La città è mobile!
collaboration with matteo pacella, ldf 2018
résine polyester et mdf
la città è mobile! est une collection de mobilier qui utilise, à une échelle intermédiaire, les formes archétypales de l’architecture classique et celles des jeux de construction pour enfants.
les treize pièces de la collection réduisent à l’échelle du meuble les éléments de l’architecture classique que sont l’arcade, la colonne, les marches, l’aqueduc, etc. leurs proportions sont basées sur le nombre d’or et les espacements intercolumnaires respectent ceux préconisés par vitruve.
par contraste, la finition en résine bleue synthétique vient perturber la référence historique et place les pièces “fuori tempo”: hors du temps.

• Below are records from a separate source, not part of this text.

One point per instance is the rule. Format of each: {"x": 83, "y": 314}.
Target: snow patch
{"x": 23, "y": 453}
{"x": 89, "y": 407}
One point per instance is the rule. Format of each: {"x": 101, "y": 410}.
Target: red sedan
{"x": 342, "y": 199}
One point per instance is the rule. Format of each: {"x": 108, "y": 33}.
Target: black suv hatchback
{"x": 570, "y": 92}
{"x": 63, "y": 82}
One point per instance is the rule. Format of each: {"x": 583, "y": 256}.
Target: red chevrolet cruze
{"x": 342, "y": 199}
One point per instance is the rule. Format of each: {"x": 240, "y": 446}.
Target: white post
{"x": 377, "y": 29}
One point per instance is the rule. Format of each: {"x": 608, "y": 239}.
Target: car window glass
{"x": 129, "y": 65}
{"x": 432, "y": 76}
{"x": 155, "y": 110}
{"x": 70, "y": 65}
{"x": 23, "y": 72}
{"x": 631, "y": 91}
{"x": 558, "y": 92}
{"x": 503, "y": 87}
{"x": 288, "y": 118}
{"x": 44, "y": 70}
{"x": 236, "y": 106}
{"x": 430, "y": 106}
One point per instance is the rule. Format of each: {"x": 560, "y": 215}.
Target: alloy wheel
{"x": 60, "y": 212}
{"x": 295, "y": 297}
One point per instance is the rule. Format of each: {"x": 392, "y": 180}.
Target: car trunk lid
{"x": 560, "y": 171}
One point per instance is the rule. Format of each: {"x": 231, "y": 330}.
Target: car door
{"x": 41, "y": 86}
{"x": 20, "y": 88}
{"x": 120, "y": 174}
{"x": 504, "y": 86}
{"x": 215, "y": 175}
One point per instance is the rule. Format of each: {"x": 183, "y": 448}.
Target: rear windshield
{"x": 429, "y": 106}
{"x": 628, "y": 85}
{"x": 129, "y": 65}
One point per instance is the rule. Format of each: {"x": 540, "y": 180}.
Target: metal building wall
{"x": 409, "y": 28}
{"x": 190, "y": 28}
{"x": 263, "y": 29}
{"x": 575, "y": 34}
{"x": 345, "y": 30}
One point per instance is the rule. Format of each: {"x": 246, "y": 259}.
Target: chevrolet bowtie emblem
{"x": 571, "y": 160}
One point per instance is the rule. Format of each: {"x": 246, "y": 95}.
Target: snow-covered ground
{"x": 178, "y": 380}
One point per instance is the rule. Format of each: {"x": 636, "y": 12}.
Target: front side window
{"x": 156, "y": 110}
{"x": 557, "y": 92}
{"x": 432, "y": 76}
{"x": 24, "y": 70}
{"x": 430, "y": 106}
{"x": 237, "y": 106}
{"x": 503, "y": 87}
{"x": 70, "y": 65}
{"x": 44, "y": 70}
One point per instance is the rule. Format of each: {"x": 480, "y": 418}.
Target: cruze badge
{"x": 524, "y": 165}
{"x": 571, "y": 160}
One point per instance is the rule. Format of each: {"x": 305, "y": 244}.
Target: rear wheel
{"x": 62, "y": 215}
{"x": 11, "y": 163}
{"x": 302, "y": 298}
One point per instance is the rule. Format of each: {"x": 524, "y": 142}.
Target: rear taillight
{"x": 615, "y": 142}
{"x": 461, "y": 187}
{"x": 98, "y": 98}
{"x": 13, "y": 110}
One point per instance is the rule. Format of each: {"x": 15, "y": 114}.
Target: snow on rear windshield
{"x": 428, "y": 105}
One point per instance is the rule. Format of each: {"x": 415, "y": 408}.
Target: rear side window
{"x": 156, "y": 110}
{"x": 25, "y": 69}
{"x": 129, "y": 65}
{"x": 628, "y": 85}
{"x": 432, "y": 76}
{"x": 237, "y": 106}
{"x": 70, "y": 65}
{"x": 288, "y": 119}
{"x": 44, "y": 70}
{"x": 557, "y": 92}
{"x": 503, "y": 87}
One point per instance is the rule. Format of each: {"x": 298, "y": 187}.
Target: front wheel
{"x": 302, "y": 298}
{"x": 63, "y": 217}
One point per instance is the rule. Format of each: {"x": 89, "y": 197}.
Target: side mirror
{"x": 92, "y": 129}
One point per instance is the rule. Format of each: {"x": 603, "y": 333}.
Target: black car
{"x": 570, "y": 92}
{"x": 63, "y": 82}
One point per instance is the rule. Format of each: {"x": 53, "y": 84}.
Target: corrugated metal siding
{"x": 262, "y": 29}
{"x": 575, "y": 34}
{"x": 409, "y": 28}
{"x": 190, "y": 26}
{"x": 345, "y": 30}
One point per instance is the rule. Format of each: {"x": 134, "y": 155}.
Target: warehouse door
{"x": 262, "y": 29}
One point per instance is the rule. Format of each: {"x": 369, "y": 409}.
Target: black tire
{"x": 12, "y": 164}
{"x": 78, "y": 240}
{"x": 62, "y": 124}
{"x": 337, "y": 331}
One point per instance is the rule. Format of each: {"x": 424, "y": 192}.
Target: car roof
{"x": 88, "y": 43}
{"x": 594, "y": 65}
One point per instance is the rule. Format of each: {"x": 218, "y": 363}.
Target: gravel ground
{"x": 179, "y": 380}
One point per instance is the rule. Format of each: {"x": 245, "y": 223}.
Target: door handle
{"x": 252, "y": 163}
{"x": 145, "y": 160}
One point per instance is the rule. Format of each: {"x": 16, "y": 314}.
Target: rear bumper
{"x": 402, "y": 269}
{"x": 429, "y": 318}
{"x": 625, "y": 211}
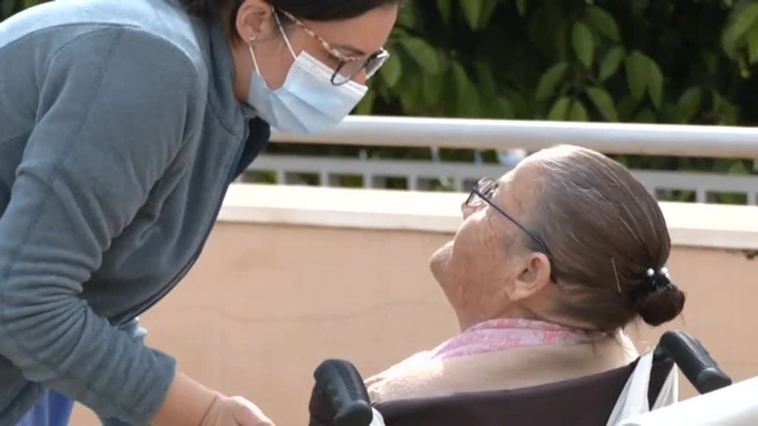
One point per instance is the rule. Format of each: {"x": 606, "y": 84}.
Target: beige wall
{"x": 266, "y": 303}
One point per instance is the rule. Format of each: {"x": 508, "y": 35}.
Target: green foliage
{"x": 668, "y": 61}
{"x": 662, "y": 61}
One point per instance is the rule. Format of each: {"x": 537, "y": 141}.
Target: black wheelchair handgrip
{"x": 693, "y": 360}
{"x": 343, "y": 387}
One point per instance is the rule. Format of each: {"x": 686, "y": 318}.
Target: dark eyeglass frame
{"x": 370, "y": 65}
{"x": 484, "y": 189}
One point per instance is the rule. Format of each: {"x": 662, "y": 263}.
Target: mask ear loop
{"x": 253, "y": 39}
{"x": 284, "y": 35}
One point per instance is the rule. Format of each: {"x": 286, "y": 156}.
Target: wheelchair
{"x": 339, "y": 397}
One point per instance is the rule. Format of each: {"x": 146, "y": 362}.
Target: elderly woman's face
{"x": 485, "y": 256}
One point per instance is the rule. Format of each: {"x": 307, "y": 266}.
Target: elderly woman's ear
{"x": 532, "y": 278}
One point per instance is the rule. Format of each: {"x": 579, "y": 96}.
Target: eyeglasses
{"x": 349, "y": 66}
{"x": 482, "y": 192}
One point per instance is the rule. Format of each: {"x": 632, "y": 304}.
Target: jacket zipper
{"x": 185, "y": 269}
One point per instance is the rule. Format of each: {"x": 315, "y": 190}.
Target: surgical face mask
{"x": 307, "y": 102}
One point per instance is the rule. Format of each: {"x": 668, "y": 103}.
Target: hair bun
{"x": 660, "y": 305}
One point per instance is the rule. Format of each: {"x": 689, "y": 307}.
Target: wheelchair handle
{"x": 343, "y": 386}
{"x": 694, "y": 361}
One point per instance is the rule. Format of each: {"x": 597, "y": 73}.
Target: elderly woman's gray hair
{"x": 608, "y": 240}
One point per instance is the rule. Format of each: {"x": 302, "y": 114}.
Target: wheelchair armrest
{"x": 342, "y": 385}
{"x": 694, "y": 361}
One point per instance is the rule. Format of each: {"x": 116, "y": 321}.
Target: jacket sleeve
{"x": 115, "y": 106}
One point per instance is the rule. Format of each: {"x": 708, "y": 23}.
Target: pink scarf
{"x": 501, "y": 334}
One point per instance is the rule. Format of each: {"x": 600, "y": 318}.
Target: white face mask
{"x": 307, "y": 102}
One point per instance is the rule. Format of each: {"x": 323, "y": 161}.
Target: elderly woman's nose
{"x": 467, "y": 209}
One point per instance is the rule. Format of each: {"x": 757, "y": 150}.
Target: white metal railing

au-delà de la valeur structurelle de l’architecture classique, c’est sa valeur culturelle qui nous intéresse, et dont l’effet nous interroge: trouve-t-on sa présence familière et réconfortante, ou bien à l’inverse, vient-elle hanter nos rêves comme dans les tableaux de de chirico?
ce qui est certain, c’est qu’elle a depuis des millénaires profondément imprégné notre psyché collective, construit notre identité culturelle, défini notre perception de la beauté.
La città è mobile! is a collection of furniture which interprets, at an intermediate scale, the archetypal forms of classical architecture and the wooden building blocks children play with.
the tradition of referencing architecture onto furniture goes back to Renaissance times, and here the reference to classical architecture is explicit: the thirteen pieces that form a comprehensive range of seats, steps, tables, consoles and bookshelves are the translation at the scale of furniture of the classical typologies of the arcade, the temple, the aquaduct... The proportions are based on the Golden Ratio, and the spacing between the columns follow the intercolumniation rules as described by Vitruvius. But the blue and synthetic resin which coats the pieces comes at odds with the historical reference and places the collection "fuori tempo": out of time.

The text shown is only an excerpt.